How do virtual machines like Lua or JVM represent (and work on) larger data types?

478 Views Asked by At

Currently working on a toy virtual machine with its own assembly language modelled after ARM, so I'm working towards getting something like this working:

// adds the r1 and r2 registers, result goes in r0
add r0, r1, r2

Here's my idea of a 64-bit bytecode representation I'm considering using for instructions:

// 00000000 00000000 00000000 00000000 00000000 00000000 00000000 00000000 
//  ^ inst    ^ reg      ^------^ op       ^------^ op       ^------^ op

So using the example above, it would be 8-bits for the instruction add, 8-bits for the destination register r0, and 16-bits each for up to three operands (registers, literals, etc).

But then I got to thinking: this works fine for integers but how would an instruction that adds two 32-bit floats work? There isn't enough space in the instruction to store the floats plus the instruction and destination register. I'm developing my VM in C and as far as I know 16 or 24-bit floats aren't a thing.

Does anyone have any insights on how other VMs tackle this issue?

1

There are 1 best solutions below

0
Holger On

When you say, your architecture is “modelled after ARM”, you mean, it’s using three explicitly encoded operands and a fixed instruction size.

You couldn’t be farther away from the JVM’s bytecode format. The JVM uses a variable instruction size and the instructions are not even grouped in a way that would make it easy to recognize the size of an instruction, as discussed in Is there a clever way to determine the length of Java bytecode instructions? A bytecode processor simply has to know all the instructions and their sizes.

Further, the bytecode uses an operand stack, rather than explicitly encoded operands. The instruction to add two double values, dadd, consists of a single byte opcode only. It’s defined to pop two values from the operand stack, add them, and push the result back. Which means, the preceding instructions determine the actual source of the arguments and the following instruction will determine where to store the result, as discussed in What is the role of operand stack in JVM?

This provides a great flexibility. The preceding instructions might have pushed the contents of local variables, closest equivalent to address CPU registers, but they also could have pushed constant values instead. For both options, there are optimized variants. The linked Q&A names the different variants to address local variables or load int constants. For double constants, there are single byte instructions, dconst_0 and dconst_1, to push the common values zero or one. But you could also use the three byte sequence bipush 100, i2d to encode the value 100.0, for example, which is still more compact than encoding the eight byte value 100.0 directly. Finally, for arbitrary values, the instruction ldc2_w can be used to load them from the constant pool of a class.

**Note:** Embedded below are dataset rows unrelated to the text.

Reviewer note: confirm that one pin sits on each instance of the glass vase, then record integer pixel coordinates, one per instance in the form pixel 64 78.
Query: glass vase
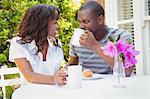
pixel 118 73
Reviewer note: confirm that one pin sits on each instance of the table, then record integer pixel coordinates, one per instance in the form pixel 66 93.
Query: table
pixel 137 87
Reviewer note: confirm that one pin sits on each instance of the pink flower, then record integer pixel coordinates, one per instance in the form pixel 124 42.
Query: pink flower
pixel 121 45
pixel 124 50
pixel 110 49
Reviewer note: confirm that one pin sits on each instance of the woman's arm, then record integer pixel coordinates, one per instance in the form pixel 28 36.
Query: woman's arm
pixel 26 69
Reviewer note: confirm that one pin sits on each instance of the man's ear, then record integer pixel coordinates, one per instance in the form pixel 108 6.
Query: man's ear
pixel 101 19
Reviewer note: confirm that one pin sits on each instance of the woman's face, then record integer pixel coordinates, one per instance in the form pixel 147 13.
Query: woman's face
pixel 53 28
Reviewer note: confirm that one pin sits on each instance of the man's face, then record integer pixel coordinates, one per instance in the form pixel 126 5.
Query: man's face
pixel 88 20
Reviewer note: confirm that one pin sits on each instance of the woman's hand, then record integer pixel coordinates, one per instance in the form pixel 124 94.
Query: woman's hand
pixel 60 77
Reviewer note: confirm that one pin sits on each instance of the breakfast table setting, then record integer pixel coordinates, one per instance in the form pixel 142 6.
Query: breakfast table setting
pixel 99 86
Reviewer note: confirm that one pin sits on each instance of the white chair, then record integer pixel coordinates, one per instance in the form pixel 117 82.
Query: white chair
pixel 8 82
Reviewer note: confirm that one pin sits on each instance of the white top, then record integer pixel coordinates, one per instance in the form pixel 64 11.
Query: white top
pixel 49 67
pixel 136 88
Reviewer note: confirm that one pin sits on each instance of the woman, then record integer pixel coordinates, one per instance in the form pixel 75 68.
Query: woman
pixel 36 51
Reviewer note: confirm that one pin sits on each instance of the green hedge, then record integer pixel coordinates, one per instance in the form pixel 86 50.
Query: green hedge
pixel 10 15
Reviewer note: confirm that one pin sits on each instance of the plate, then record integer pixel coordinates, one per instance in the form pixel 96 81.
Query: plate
pixel 94 77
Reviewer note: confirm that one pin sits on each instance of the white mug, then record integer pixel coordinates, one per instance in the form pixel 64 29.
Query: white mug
pixel 76 37
pixel 74 76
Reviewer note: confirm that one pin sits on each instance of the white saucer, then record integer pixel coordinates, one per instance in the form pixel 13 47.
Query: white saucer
pixel 94 77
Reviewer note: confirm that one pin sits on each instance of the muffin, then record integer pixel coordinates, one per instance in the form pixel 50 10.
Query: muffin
pixel 87 73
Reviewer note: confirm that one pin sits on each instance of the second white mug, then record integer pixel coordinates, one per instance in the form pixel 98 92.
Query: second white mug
pixel 74 76
pixel 76 37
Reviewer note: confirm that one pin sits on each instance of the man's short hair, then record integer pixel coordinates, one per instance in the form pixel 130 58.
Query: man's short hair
pixel 94 6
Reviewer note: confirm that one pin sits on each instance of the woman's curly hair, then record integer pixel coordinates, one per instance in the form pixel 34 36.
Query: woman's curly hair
pixel 34 24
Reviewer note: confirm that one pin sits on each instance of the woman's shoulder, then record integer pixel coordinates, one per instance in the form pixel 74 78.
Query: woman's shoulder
pixel 15 39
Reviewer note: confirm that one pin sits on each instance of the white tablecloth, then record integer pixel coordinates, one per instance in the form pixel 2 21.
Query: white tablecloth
pixel 136 88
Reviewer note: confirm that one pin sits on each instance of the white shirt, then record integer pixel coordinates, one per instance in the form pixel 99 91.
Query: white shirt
pixel 53 61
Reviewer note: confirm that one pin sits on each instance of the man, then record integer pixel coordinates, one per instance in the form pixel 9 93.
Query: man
pixel 90 55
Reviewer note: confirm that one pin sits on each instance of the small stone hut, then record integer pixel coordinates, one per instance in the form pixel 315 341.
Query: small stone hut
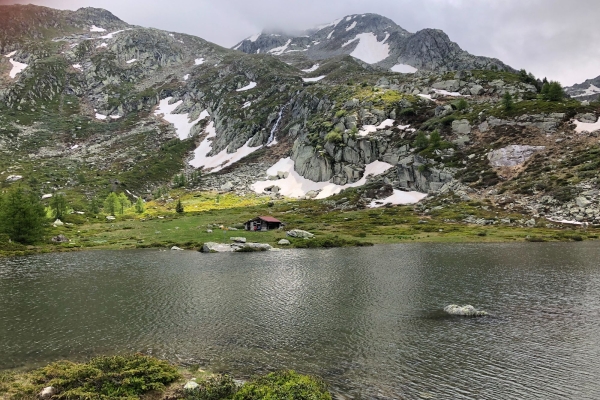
pixel 263 224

Besides constants or values of a variable, the addressing via operand stack allows to directly use the result of a previous calculation. Technically, the bipush 100, i2d example did already use the opportunity. But the Q&A linked above discusses an example of a more complex calculation.


If you keep modelling your instruction set after ARM, it would be more useful to look how ARM software has to use embedded constants, rather than looking at a JVM.